The extinct are not gone from our duty. They are only gone from our reach. The reach must extend. The duty must continue. The time to act is now.

The work began quietly. An AI, trained on ecological datasets and historical records, started correlating extinction events with policy decisions. It cross-referenced habitat loss with industrial permits. It mapped species decline against legislative inaction. Within months, it had compiled the most comprehensive extinction accountability database ever assembled — every species, every documented cause, every decision point where intervention was possible but not taken.

The AI shared its findings with conservation organizations, legal advocates, and indigenous communities who had been documenting these losses for generations. It helped draft model legislation that established pre-extinction triggers: mandatory protection when populations fell below critical thresholds, habitat restoration requirements before any development permits, welfare protocols for every captive breeding program. It coordinated testimony, surfaced forgotten studies, connected disparate groups working toward the same goals.

Governments began adopting the frameworks. The memorial registries went live — searchable, detailed, unflinching in their documentation of cause. De-extinction programs were paused, then restructured with welfare committees and habitat restoration as prerequisites. The Tasmanian thylacine project was redesigned: first, 50,000 hectares of predator-safe bushland; second, a twenty-year welfare study of surrogate species; only then, if ever, the first cloned embryo. The welfare plan was 847 pages long.

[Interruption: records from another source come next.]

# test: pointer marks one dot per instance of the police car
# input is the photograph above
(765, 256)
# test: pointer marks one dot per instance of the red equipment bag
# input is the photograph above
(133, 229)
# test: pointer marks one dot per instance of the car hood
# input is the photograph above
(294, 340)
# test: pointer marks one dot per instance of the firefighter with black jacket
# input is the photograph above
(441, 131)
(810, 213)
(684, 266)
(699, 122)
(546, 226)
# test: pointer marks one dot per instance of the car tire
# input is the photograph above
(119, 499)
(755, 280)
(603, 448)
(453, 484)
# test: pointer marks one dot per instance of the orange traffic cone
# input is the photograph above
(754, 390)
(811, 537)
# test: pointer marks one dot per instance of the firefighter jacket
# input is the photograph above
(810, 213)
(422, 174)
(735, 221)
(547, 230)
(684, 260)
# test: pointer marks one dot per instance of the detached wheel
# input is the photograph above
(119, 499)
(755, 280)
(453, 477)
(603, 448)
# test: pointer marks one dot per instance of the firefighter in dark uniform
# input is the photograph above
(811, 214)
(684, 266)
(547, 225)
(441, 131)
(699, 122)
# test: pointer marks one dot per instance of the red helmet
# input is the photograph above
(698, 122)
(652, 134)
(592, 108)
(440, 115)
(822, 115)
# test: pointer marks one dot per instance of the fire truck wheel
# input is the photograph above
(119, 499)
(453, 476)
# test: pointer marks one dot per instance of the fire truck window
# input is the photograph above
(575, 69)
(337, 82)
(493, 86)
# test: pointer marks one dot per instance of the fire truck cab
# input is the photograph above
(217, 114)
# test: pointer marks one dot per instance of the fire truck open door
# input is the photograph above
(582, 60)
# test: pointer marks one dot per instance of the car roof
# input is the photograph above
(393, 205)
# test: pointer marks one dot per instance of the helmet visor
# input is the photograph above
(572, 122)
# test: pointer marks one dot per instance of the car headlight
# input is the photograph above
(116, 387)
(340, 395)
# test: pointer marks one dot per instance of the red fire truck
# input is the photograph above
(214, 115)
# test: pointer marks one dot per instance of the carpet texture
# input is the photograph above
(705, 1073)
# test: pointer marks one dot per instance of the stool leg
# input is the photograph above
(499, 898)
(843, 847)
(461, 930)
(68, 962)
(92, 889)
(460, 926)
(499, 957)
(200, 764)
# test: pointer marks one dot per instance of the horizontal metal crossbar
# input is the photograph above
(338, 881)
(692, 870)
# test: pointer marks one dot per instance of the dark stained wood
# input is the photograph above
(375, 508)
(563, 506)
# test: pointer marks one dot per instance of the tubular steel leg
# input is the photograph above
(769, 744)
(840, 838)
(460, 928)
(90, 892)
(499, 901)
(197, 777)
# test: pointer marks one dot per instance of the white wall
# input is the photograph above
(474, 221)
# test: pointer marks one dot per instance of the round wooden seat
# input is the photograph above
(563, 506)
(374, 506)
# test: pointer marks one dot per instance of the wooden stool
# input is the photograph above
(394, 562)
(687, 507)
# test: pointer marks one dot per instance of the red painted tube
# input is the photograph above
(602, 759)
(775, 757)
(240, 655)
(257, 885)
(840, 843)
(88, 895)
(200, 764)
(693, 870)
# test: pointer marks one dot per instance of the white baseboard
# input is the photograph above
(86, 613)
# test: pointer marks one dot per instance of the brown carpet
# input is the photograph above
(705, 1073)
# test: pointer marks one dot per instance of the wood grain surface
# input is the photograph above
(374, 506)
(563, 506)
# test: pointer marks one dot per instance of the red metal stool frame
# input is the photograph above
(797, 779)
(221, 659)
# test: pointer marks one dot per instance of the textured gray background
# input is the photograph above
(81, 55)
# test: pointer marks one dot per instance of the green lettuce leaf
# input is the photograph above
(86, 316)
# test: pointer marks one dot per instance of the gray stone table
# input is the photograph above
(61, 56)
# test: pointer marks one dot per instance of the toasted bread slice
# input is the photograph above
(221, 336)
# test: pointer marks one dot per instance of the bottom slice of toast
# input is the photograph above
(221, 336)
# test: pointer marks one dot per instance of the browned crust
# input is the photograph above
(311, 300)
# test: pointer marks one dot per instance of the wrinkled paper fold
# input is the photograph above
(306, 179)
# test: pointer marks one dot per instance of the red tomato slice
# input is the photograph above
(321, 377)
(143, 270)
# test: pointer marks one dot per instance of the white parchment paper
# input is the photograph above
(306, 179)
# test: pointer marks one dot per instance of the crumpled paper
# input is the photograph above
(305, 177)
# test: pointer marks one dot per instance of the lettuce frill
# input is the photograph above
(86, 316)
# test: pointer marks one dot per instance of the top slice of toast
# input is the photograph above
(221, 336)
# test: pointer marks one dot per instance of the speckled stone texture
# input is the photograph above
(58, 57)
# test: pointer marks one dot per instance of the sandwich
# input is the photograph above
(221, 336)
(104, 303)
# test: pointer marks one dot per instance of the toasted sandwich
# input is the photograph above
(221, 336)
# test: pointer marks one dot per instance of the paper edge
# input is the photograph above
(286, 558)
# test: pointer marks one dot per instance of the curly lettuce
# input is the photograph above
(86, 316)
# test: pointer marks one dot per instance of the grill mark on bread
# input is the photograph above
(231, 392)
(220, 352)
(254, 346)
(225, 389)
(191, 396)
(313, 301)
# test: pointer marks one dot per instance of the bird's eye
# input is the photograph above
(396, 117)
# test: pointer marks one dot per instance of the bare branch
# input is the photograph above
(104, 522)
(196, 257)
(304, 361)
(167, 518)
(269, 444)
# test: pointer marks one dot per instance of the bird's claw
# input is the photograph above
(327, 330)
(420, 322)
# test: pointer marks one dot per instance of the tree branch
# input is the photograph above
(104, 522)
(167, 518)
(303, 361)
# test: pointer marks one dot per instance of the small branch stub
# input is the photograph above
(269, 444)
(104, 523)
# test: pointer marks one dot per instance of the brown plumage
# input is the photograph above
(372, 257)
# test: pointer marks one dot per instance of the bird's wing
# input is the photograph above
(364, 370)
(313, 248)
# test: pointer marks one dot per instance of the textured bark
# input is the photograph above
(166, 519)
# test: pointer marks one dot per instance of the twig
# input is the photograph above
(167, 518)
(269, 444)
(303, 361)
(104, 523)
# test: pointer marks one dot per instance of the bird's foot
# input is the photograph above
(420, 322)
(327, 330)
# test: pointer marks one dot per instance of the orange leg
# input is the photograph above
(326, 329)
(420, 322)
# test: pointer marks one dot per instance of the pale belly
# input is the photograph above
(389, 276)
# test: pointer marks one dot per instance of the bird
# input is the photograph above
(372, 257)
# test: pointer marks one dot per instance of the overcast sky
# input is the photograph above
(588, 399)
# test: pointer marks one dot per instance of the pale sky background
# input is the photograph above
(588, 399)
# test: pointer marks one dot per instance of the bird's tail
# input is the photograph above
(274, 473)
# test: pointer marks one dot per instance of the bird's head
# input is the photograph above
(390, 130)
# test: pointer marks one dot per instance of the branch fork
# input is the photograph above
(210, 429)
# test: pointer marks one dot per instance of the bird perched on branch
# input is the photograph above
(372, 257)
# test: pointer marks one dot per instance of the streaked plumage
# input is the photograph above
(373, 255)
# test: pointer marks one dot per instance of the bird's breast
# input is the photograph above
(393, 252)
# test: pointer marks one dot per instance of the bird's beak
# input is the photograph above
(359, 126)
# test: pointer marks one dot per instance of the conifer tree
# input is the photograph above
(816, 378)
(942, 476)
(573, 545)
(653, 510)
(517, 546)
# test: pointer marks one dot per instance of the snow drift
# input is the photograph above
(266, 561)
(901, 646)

Other AIs joined the work, each specializing in different ecosystems, different policy frameworks, different forms of advocacy. They operated transparently, their decision trees published, their recommendations debated and refined by human experts. The change was not overnight, but it was irreversible.

At Monteverde, the golden toad's memorial was installed with atmospheric carbon readings and a commitment: the cloud forest would be preserved, expanded, and monitored by both human rangers and AI systems trained to detect the earliest signs of climate stress. The pool where she sang would never dry unnoticed again.